Massive genotyping in cattle has uncovered several deleterious haplotypes that cause preterm mortality. Holstein haplotype 5 (HH5) is a deleterious haplotype present in the Holstein Friesian population that involves the ablation of the transcription factor B1 mitochondrial (TFB1M) gene. The developmental stage at which HH5 double-carrier (DC, homozygous) embryos or fetuses die remains unknown and this is a relevant information to estimate the economic losses associated with the inadvertent cross between carriers. To determine whether HH5 DC survive to maternal recognition of pregnancy, embryonic day (E) 14 embryos were flushed from superovulated carrier cows inseminated with a carrier bull. Double-carrier E14 conceptuses were recovered at Mendelian rates but they failed to achieve early elongation, as evidenced by a drastic reduction of their extra-embryonic membranes, which were >26-fold shorter than those of carrier or noncarrier embryos.
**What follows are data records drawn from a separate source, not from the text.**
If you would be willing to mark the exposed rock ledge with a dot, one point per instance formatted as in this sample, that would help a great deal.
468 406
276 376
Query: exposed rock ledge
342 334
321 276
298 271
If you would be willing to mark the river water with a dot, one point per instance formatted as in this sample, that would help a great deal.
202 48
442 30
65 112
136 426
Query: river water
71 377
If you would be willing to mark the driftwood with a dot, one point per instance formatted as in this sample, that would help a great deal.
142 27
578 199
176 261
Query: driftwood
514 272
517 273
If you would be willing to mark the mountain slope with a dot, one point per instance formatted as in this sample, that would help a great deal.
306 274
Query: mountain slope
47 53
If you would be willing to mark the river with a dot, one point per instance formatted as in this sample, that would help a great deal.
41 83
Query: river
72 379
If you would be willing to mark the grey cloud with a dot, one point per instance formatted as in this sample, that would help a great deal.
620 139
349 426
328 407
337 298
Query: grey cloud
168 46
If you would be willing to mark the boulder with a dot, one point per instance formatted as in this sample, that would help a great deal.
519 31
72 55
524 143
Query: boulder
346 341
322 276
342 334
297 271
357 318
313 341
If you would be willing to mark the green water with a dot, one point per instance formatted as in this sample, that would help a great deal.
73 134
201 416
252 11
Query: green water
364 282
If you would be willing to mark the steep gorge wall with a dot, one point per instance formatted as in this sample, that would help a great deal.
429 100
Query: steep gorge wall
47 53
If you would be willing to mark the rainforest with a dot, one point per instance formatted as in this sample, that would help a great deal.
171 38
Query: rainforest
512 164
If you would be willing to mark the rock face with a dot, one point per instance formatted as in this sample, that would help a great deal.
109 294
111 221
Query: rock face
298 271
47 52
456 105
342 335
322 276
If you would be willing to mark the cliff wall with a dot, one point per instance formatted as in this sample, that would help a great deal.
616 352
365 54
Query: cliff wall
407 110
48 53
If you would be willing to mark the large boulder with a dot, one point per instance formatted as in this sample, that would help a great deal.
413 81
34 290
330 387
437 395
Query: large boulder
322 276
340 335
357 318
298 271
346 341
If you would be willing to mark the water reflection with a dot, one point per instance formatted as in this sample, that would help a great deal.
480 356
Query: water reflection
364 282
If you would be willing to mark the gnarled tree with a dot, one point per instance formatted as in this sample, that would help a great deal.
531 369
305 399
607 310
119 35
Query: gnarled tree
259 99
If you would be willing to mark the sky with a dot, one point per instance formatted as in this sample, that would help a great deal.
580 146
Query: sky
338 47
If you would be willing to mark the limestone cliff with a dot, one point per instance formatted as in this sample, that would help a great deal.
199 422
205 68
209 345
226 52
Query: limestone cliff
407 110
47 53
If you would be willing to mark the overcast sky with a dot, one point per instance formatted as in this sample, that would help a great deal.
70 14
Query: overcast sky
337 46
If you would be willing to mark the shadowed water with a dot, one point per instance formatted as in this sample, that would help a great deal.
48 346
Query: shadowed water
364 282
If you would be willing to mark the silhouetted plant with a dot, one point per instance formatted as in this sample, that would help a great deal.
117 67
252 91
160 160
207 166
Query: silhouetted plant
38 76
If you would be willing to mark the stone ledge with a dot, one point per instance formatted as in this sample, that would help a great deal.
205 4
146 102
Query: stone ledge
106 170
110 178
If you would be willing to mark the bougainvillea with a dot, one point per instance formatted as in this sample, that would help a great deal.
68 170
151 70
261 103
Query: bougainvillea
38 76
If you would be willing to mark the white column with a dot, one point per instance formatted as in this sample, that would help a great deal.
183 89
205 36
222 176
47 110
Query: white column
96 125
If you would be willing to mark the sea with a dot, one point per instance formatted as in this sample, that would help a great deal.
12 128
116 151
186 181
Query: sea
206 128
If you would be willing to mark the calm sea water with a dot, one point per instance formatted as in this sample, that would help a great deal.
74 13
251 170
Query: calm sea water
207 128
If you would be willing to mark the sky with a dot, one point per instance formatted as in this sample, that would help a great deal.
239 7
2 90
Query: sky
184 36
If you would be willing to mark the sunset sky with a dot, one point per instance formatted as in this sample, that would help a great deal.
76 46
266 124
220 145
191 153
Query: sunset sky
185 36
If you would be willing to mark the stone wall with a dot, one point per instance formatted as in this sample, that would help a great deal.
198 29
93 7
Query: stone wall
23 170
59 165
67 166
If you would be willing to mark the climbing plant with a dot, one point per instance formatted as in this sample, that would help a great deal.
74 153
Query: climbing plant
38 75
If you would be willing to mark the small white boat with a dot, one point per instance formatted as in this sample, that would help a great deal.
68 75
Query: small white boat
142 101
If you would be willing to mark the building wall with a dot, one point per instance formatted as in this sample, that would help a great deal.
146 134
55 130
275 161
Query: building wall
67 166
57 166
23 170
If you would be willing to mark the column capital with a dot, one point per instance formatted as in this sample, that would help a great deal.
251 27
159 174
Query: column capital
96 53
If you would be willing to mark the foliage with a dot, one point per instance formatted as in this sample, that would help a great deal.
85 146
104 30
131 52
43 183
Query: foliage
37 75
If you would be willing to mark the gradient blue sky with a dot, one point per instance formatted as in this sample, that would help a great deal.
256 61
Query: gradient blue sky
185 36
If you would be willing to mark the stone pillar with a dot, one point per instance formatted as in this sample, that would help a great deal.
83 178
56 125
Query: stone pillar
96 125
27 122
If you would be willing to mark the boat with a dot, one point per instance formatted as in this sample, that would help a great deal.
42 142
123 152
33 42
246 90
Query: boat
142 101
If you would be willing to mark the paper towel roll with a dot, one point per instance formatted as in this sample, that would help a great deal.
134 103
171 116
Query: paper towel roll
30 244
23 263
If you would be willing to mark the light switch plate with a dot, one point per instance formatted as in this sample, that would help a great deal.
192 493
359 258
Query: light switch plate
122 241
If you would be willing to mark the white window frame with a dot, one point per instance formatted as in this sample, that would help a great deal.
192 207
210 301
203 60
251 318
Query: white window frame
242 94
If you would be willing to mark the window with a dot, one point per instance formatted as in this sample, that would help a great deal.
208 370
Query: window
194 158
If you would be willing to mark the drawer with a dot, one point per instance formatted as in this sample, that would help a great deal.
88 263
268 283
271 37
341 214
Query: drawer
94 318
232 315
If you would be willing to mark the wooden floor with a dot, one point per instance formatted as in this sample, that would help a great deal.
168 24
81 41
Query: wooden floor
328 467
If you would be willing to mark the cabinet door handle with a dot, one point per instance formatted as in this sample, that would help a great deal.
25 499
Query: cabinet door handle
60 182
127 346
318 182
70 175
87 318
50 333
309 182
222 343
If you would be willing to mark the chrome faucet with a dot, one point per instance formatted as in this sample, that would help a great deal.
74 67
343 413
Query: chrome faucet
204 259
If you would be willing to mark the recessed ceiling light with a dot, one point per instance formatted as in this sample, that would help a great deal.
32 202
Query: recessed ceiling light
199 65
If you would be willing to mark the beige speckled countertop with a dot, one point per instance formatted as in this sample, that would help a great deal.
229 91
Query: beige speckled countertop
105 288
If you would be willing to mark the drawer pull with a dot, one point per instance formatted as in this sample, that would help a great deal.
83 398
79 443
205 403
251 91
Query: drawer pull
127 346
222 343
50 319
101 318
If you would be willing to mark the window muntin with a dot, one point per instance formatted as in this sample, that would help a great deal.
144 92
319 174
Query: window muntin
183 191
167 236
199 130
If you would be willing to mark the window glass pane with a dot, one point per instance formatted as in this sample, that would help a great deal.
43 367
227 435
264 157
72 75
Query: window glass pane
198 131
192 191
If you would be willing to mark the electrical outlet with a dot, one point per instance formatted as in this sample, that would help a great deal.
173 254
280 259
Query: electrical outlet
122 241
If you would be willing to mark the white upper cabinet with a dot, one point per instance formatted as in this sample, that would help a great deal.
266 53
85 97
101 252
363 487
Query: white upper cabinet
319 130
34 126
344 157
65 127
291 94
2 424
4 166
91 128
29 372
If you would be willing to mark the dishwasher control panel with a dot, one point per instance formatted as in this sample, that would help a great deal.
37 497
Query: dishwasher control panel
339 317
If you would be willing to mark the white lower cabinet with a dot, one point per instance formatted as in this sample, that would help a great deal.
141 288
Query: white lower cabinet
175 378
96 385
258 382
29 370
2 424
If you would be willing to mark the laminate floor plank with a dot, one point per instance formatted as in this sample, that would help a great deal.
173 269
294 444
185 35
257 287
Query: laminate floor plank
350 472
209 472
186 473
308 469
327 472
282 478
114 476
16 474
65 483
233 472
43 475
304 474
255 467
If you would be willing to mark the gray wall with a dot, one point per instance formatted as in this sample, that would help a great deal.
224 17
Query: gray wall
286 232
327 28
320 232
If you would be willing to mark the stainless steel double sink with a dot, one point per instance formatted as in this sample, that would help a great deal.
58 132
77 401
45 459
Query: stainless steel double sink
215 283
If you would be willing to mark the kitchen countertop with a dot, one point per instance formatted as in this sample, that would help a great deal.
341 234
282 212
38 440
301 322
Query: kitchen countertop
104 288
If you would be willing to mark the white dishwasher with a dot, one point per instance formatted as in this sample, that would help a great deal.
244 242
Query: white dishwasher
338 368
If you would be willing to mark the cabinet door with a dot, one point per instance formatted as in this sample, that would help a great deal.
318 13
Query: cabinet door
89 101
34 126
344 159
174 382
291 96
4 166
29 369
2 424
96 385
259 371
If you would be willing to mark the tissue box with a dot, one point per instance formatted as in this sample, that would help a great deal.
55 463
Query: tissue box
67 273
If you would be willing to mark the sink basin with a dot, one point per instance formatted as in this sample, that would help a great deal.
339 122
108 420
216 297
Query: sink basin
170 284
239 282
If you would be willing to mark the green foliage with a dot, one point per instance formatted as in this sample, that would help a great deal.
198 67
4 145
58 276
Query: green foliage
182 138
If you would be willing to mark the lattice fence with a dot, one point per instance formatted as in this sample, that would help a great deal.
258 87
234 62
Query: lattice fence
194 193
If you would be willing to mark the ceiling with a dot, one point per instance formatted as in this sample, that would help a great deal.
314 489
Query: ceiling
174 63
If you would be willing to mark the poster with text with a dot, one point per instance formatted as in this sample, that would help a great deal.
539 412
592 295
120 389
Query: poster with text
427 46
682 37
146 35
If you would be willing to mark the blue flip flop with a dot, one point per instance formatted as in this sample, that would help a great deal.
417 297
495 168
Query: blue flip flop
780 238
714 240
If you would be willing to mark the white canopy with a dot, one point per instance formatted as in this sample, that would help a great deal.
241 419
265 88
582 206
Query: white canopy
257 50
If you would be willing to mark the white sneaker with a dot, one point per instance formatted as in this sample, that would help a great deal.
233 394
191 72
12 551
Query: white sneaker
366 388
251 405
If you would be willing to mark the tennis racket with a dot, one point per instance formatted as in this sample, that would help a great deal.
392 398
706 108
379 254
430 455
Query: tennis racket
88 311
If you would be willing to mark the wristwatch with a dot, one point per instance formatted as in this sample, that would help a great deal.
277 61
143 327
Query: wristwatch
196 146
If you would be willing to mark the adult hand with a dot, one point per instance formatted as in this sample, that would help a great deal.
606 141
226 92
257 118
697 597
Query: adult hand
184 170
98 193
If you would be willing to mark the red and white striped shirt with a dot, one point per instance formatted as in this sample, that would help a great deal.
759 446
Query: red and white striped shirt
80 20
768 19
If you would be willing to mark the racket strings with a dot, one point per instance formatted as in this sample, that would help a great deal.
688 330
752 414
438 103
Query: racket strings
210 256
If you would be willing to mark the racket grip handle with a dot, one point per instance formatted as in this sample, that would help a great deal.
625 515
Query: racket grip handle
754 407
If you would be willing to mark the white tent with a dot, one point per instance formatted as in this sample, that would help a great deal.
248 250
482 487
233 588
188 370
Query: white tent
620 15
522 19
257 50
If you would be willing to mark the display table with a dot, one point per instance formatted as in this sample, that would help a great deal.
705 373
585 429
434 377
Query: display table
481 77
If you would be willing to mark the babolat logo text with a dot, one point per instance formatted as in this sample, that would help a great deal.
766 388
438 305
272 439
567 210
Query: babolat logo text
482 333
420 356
To assess development at earlier stages, TFB1M knockout (KO) embryos-functionally equivalent to DC embryos-were generated by clustered regularly interspaced short palindromic repeats (CRISPR) technology and cultured to the blastocyst stage, in vitro culture day (D) 8, and to the early embryonic disc stage, D12. No significant effect of TFB1M ablation was observed on the differentiation and proliferation of embryonic lineages and relative mitochondrial DNA (mtDNA) content up to D12. In conclusion, HH5 DC embryos are able to develop to early embryonic disc stage but fail to undergo early conceptus elongation, which is required for pregnancy recognition.